Singapore — Moody’s Investors Service has affirmed Pelabuhan Indonesia II (Persero) (P.T.)’s (Pelindo II) Baa3 issuer and senior unsecured ratings. Moody’s has also lowered Pelindo II’s baseline credit assessment (BCA) to ba1 from baa3, reflecting the company’s standalone credit quality.
The ratings outlook is positive.
Pelindo II’s Baa3 issuer rating reflects: (1) its BCA of ba1; and (2) a one-notch uplift based on Moody’s expectation that the company will receive a high level of support from the Indonesian sovereign (Baa3 positive) in times of need.
“Pelindo II’s BCA reflects its leading position in Indonesia’s ports sector with high barriers to entry and the continued favorable domestic industry dynamics”, says Ray Tay, a Moody’ Vice President and Senior Credit Officer.
“However, the BCA considers Pelindo II’s plan to undertake significant expansionary capex in the next three years, resulting in potential weakening in its financial metrics to levels that are more consistent with a BCA of ba1”, says Tay, who is also the lead analyst for Pelindo II.
Although Pelindo II is likely to be measured in its capex spend, which would be consistent with its historical practice, the lower BCA nevertheless provides headroom should the company’s expansion plans materialize.
“Over the next 1-3 years, Moody’s expects the ratio of Funds from Operations (FFO)/Adjusted Debt to be in the range of 7%-10%, assuming that the company proceeds with its port expansion as planned”, Tay says, adding “These metrics are within our expectation for Pelindo II’s BCA of ba1”.
Moody’s assumption of support is consistent with Moody’s joint-default analysis approach for government-related issuers and is based on the government’s full ownership of the company, and the fact that Pelindo II plays a pivotal role in Indonesia’s maritime transportation sector.
Moody’s believes that the Indonesian government will provide a high level of support, if required, in light of Pelindo II’s strategic role and the government’s full ownership through the Ministry of State Owned Enterprises.
As the gateway for Indonesia’s international trade, Pelindo II is exposed to the global trade environment and this exposure is evident from the volatile growth rates seen in the container segment over the past few five years.
As a defensive measure, Pelindo II’s revenue profile features a material level of recurring income in the form of rental payments from the container terminals it leases to other operators under concession contracts.
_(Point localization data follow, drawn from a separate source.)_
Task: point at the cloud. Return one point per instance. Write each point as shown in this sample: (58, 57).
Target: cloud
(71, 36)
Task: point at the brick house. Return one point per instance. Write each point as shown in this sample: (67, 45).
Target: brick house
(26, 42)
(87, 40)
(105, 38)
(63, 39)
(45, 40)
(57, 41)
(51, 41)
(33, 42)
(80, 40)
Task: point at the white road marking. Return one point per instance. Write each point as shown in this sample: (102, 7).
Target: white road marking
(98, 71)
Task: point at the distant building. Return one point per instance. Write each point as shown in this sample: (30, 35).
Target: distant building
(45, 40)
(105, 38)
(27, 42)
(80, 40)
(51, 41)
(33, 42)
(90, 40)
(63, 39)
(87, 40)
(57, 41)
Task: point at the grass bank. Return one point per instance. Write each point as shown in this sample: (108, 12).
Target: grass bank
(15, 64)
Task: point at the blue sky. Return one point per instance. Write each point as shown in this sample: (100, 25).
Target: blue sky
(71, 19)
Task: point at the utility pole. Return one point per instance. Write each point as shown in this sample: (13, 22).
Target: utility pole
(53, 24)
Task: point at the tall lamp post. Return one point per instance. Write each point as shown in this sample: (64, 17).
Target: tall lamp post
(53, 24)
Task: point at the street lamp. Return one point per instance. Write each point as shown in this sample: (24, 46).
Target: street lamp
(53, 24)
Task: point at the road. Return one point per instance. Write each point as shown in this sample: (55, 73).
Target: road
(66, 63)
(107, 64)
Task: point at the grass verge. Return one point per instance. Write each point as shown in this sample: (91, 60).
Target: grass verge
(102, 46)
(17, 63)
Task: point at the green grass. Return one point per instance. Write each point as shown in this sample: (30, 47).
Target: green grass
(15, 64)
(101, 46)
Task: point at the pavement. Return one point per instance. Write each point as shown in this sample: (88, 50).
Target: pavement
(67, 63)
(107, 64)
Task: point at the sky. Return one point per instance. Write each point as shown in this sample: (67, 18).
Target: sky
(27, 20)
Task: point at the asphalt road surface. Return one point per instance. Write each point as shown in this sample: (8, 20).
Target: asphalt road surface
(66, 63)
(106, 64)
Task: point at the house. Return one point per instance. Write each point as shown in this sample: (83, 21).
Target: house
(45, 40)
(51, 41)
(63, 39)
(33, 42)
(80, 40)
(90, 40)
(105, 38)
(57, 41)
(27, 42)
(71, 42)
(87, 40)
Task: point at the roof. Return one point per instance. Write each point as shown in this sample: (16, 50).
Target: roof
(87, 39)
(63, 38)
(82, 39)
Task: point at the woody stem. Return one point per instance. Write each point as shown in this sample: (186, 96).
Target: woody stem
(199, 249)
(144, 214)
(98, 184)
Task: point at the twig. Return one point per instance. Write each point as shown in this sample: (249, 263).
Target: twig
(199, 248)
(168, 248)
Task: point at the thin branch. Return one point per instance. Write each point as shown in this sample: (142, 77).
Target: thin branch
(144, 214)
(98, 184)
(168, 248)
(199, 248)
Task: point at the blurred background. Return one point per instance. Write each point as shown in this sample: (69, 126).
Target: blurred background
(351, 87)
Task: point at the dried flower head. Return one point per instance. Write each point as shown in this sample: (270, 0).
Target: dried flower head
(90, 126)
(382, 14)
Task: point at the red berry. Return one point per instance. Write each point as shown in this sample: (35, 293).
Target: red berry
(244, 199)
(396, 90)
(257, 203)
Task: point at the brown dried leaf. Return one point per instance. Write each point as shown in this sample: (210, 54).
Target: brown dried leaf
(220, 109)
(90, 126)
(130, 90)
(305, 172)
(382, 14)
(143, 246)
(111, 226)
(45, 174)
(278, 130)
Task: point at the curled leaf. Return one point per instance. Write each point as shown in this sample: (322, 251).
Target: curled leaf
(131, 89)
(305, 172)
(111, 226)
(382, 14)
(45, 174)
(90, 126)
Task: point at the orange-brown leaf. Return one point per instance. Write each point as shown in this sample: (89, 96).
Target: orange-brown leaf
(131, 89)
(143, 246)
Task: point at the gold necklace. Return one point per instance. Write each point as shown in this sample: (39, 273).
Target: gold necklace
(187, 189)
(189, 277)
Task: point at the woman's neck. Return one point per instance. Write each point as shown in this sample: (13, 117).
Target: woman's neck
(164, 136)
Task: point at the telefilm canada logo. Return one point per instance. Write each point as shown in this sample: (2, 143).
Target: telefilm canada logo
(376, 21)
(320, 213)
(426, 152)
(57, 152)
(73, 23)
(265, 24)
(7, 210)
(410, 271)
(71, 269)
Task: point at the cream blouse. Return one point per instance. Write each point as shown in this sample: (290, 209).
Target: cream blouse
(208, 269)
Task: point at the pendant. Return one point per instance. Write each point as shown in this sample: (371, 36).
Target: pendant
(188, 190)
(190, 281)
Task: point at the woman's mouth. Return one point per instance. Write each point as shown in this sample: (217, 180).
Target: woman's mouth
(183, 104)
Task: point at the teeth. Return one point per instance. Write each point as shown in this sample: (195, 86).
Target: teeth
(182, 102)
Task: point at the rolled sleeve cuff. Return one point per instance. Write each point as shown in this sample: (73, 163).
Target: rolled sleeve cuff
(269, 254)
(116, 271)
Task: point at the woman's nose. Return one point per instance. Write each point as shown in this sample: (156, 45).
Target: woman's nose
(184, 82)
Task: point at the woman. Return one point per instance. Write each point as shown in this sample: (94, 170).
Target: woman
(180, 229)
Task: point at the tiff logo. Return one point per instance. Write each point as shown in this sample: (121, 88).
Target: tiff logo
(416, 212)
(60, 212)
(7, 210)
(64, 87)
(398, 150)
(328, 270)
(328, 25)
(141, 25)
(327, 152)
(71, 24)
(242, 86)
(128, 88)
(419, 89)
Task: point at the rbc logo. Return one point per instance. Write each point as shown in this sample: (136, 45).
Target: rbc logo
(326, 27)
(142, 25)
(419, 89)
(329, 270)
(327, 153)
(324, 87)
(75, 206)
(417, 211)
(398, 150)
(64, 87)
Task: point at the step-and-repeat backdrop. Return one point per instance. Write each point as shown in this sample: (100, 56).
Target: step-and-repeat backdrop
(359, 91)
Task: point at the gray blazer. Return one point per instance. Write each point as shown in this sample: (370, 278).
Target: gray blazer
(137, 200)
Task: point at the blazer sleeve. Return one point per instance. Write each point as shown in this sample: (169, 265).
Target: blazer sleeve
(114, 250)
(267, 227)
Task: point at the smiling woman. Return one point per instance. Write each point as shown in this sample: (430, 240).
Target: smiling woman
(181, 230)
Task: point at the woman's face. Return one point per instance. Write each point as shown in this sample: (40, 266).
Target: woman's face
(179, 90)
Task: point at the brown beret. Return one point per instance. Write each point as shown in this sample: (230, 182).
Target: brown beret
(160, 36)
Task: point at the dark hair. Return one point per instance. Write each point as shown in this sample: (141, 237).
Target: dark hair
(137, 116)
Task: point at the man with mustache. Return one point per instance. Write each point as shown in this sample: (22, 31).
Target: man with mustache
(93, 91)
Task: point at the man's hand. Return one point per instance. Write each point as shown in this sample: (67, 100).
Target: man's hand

Such income is largely insulated from volume risk and partially mitigates the impact of volatile container throughput.
Nonetheless, Pelindo II is a significant shareholder in these concessionaires, which results in some retention of volume risk despite the fixed payments.
The government has indicated that it is in the process of setting up a maritime holding company which will hold its stakes in port and shipping companies. We will assess the impact on Pelindo II’s credit profile once more details become available.
The ratings outlook is positive, reflecting the positive outlook on Indonesia’s sovereign rating and Pelindo II’s strategic role as the key international maritime gateway for Indonesia, given its control of the terminals in Jakarta.
Given Pelindo II’s BCA of ba1, under our joint default approach for Government Related Issuers, an upgrade of the Indonesian sovereign could lead to an upgrade of Pelindo II’s ratings, if the company’s underlying credit quality remains consistent with its BCA.
Absent an upgrade to the sovereign rating, an upgrade to Pelindo II’s ratings is highly unlikely, because the company’s business profile is highly dependent on the Indonesian economy.
We expect Pelindo II’s financial metrics to be at the lower end of the BCA tolerance — assuming the company proceeds with its expansion plans– thereby limiting any upgrade of its BCA.
Given the positive outlook, Pelindo II’s ratings are unlikely to be downgraded. However, the outlook could return to stable if Moody’s further lowers the BCA of Pelindo II because of a weaker financial performance as the result of: (1) unfavorable policy/regulatory decisions; (2) weak throughput and increased pressure on its profit
margins due to a weaker trade environment or stronger competition; and/or (3) significant cost overruns for its capex plan.
Metrics indicative of a downward revision in its BCA include funds from operations (FFO)/debt falling below 6%-8%, and/or cash interest coverage falling below 1.5x-2.25x on a sustained basis.
Pelabuhan Indonesia II (Persero) (P.T.) (Pelindo II) – also known as IPC – is Indonesia’s leading port operator, with 12 ports across 10 provinces in Java, Sumatra and Kalimantan.
Pelindo II handled 6.2 million 20-foot equivalent units (TEUs) in 2016, about 45% share of container throughput among the four Pelindo companies in Indonesia. It also operates Indonesia’s largest and busiest container port, Tanjung Priok in Jakarta, which handled over 5.5 million TEUs in 2016. The port is Indonesia’s main international container gateway.
Pelindo II is wholly owned by the Ministry of State Owned Enterprises and is regulated by the Ministry of Transportation.